# crawl4ai
> Web crawling and data extraction using the crwl CLI. Use this skill when users need to scrape websites, extract markdown content, handle JavaScript-heavy pages, or extract structured data from web pages.
- Author: Marcel Hild
- Repository: durandom/skills
- Version: 20260206095937
- Stars: 0
- Forks: 0
- Last Updated: 2026-02-06
- Source: https://github.com/durandom/skills
- Web: https://mule.run/skillshub/@@durandom/skills~crawl4ai:20260206095937
---
---
name: crawl4ai
description: Web crawling and data extraction using the crwl CLI. Use this skill when users need to scrape websites, extract markdown content, handle JavaScript-heavy pages, or extract structured data from web pages.
version: 1.0.0
crawl4ai_cli: crwl
last_updated: 2025-01-19
---
Extract web content as clean markdown using the `crwl` CLI. This skill handles static sites, JavaScript-rendered SPAs, and structured data extraction without requiring Python code.
**Primary use cases:**
- Convert documentation sites to markdown
- Scrape JavaScript-heavy pages (React, Vue, Obsidian Publish)

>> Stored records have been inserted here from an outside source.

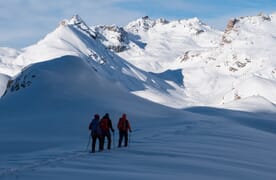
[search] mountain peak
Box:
[68,14,85,25]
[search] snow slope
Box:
[0,56,276,180]
[113,17,221,72]
[0,15,276,180]
[170,14,276,106]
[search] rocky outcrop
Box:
[221,18,239,45]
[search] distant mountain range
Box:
[0,13,276,109]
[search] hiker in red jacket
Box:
[100,113,114,150]
[117,114,132,147]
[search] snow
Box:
[0,56,276,179]
[0,14,276,180]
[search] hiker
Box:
[89,114,103,153]
[117,114,132,147]
[100,113,114,150]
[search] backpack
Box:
[89,119,101,136]
[118,118,129,131]
[100,118,109,131]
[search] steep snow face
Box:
[0,73,10,97]
[92,25,129,52]
[0,48,22,75]
[119,17,222,72]
[174,15,276,105]
[0,16,188,106]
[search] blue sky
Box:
[0,0,276,49]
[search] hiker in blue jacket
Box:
[89,114,103,153]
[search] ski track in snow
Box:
[0,112,276,180]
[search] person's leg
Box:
[118,131,124,147]
[92,136,97,152]
[98,136,104,151]
[124,131,128,147]
[106,131,111,150]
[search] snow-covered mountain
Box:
[0,15,276,180]
[97,16,222,72]
[170,14,276,108]
[1,14,276,108]
[91,14,276,107]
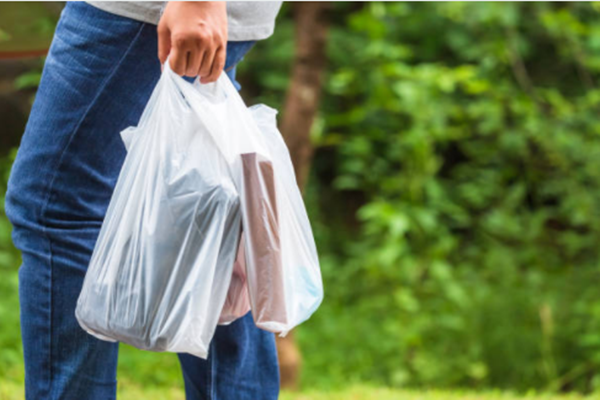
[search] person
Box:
[6,2,280,400]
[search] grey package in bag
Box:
[76,67,241,358]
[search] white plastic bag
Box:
[76,67,241,358]
[76,63,323,358]
[165,65,323,335]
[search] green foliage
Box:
[243,3,600,391]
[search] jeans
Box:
[6,3,279,400]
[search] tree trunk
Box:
[277,2,330,389]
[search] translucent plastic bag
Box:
[165,65,323,335]
[76,67,241,358]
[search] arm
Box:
[158,1,227,83]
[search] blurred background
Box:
[0,2,600,399]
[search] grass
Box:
[0,380,600,400]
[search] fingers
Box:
[157,24,171,65]
[169,41,187,76]
[200,46,226,83]
[198,48,217,78]
[185,49,205,77]
[159,28,226,79]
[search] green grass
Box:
[0,381,600,400]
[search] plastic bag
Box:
[76,69,241,358]
[76,63,323,358]
[165,65,323,335]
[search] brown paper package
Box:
[241,153,288,326]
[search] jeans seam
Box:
[40,24,146,398]
[40,23,147,227]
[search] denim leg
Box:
[6,3,160,400]
[179,313,279,400]
[6,3,279,400]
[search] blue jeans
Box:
[6,3,279,400]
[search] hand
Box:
[158,1,227,83]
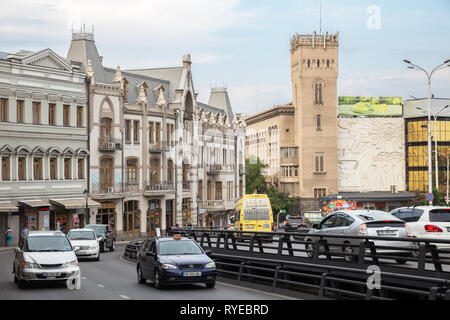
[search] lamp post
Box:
[83,189,90,224]
[416,105,450,191]
[403,59,450,206]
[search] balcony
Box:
[91,183,123,200]
[98,138,122,151]
[148,141,170,153]
[206,164,234,174]
[144,181,175,196]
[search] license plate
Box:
[183,272,202,277]
[43,272,61,278]
[377,230,397,237]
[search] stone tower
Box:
[291,32,339,212]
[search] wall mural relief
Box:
[338,118,406,192]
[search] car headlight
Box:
[63,260,78,268]
[22,261,40,269]
[161,263,178,270]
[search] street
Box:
[0,246,298,300]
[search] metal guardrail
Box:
[167,228,450,300]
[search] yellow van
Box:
[232,194,273,238]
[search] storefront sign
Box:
[339,97,403,117]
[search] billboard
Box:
[338,97,403,117]
[322,200,356,216]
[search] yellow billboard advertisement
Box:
[338,97,403,117]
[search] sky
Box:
[0,0,450,114]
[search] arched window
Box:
[314,80,324,104]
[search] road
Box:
[0,246,298,300]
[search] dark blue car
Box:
[136,235,217,289]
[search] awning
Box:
[0,201,19,212]
[19,200,50,208]
[50,198,101,209]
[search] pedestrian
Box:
[5,226,14,247]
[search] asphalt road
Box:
[0,246,298,300]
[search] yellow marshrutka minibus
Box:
[233,194,273,239]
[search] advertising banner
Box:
[338,97,403,117]
[322,200,356,216]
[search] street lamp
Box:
[83,189,90,225]
[416,105,450,191]
[403,59,450,206]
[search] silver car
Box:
[13,231,80,288]
[305,210,413,263]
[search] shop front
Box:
[147,200,161,237]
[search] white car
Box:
[13,231,80,288]
[390,206,450,248]
[67,229,100,261]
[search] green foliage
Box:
[245,158,295,215]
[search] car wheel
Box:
[305,240,314,259]
[137,265,147,284]
[153,270,162,289]
[344,246,357,262]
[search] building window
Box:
[314,188,327,199]
[17,157,26,181]
[133,120,139,143]
[50,158,58,180]
[125,120,131,143]
[78,158,84,180]
[63,104,70,127]
[17,100,24,123]
[48,103,56,126]
[64,158,72,180]
[314,153,325,172]
[123,201,141,232]
[77,106,83,128]
[33,102,41,124]
[215,181,223,200]
[0,98,8,121]
[127,159,138,184]
[314,81,323,104]
[33,158,42,180]
[2,157,10,181]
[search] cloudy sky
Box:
[0,0,450,114]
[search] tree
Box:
[245,158,295,214]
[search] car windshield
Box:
[430,209,450,222]
[67,231,97,240]
[24,236,72,252]
[85,225,106,234]
[159,240,203,255]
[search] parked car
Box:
[390,206,450,253]
[84,224,116,252]
[305,210,413,263]
[67,229,100,261]
[136,235,217,289]
[13,231,80,288]
[284,215,312,232]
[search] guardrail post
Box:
[272,265,283,291]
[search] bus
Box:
[232,194,274,239]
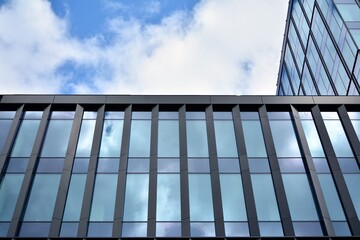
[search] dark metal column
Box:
[205,105,225,237]
[0,105,24,172]
[259,105,295,236]
[8,106,51,237]
[311,105,360,235]
[113,105,132,238]
[49,105,84,237]
[291,106,335,236]
[179,105,190,237]
[78,105,105,237]
[147,105,159,237]
[232,105,260,236]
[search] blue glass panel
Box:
[270,120,301,157]
[242,121,267,157]
[214,121,238,157]
[156,174,181,221]
[220,174,247,221]
[158,120,180,157]
[87,222,113,237]
[19,222,50,238]
[24,174,61,221]
[41,120,72,157]
[259,222,284,237]
[186,121,209,157]
[99,120,124,157]
[124,174,149,221]
[129,120,151,157]
[11,120,40,157]
[251,174,280,221]
[75,120,95,157]
[90,174,117,221]
[224,222,250,237]
[189,174,214,221]
[190,222,215,237]
[156,222,181,237]
[282,174,319,221]
[121,223,147,237]
[63,174,86,221]
[0,174,24,221]
[293,222,323,236]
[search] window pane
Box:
[129,120,151,157]
[99,120,123,157]
[189,174,214,221]
[75,120,95,157]
[220,174,247,221]
[124,174,149,221]
[242,122,267,157]
[24,174,61,221]
[90,174,117,221]
[11,120,40,157]
[0,174,24,221]
[186,121,209,157]
[41,120,72,157]
[158,120,180,157]
[63,174,86,221]
[156,174,181,221]
[214,121,238,157]
[251,174,280,221]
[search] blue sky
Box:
[0,0,288,95]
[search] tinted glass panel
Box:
[189,174,214,221]
[24,174,60,221]
[124,174,149,221]
[90,174,117,221]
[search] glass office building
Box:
[277,0,360,95]
[0,95,360,239]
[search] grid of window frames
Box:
[277,0,360,95]
[0,104,360,237]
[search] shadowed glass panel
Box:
[124,174,149,221]
[189,174,214,221]
[220,174,247,221]
[214,121,238,157]
[63,174,86,221]
[11,120,40,157]
[129,120,151,157]
[242,122,267,157]
[90,174,117,221]
[186,121,209,157]
[0,174,24,221]
[158,120,180,157]
[24,174,61,221]
[156,174,181,221]
[99,120,124,157]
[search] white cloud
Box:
[0,0,287,94]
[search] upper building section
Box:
[277,0,360,95]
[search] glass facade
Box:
[277,0,360,95]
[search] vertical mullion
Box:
[259,105,295,236]
[232,105,260,236]
[113,105,132,238]
[8,105,51,237]
[205,105,225,237]
[179,105,190,237]
[311,105,360,235]
[78,105,105,237]
[291,106,335,236]
[49,104,84,237]
[147,105,159,237]
[0,105,24,172]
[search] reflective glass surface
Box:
[189,174,214,220]
[124,174,149,221]
[90,174,118,221]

- Extract structured data from e-commerce, news, or catalog sites
- Batch process multiple URLs
**Basic crawl:**
```bash
crwl crawl -o md https://example.com
```
**Save to file:**
```bash
crwl crawl -o md -O output.md https://example.com
```
**JavaScript-heavy site (use pre-made config):**
```bash
crwl crawl -C configs/spa.yaml -bc -o md "https://spa-site.com"
```
```bash
# Using uv (recommended) - include [all] for ML features
uv tool install 'crawl4ai[all]'
# Or with pip
pip install 'crawl4ai[all]'
# Run setup after installation
crawl4ai-setup
# Verify installation
crwl --help
crawl4ai-doctor
```
> **Note:** The `[all]` extra is required for ML features. Without it, `crawl4ai-download-models` will fail.
**Markdown extraction:**
```bash
crwl crawl -o md https://docs.example.com # Basic
crwl crawl -o md-fit https://docs.example.com # Filtered (removes boilerplate)
crwl crawl -o md -O docs.md https://docs.example.com # Save to file
```
**Structured data extraction:**
```bash
crwl crawl -j "extract product names and prices" https://shop.com # LLM-based
crwl crawl -s schema.json https://shop.com # Schema-based (faster)
```
**Deep crawling:**
```bash
crwl crawl --deep-crawl bfs --max-pages 10 https://docs.example.com # Breadth-first
crwl crawl --deep-crawl dfs --max-pages 5 https://blog.example.com # Depth-first
```
**Question answering:**
```bash
crwl crawl -q "What are the main features?" https://product.example.com
```
**Critical pattern for JavaScript-heavy sites (React, Vue, Obsidian Publish, etc.):**
CSS selectors alone don't workâthe element exists but content loads asynchronously. Use a **JS wait condition** that checks for actual rendered text.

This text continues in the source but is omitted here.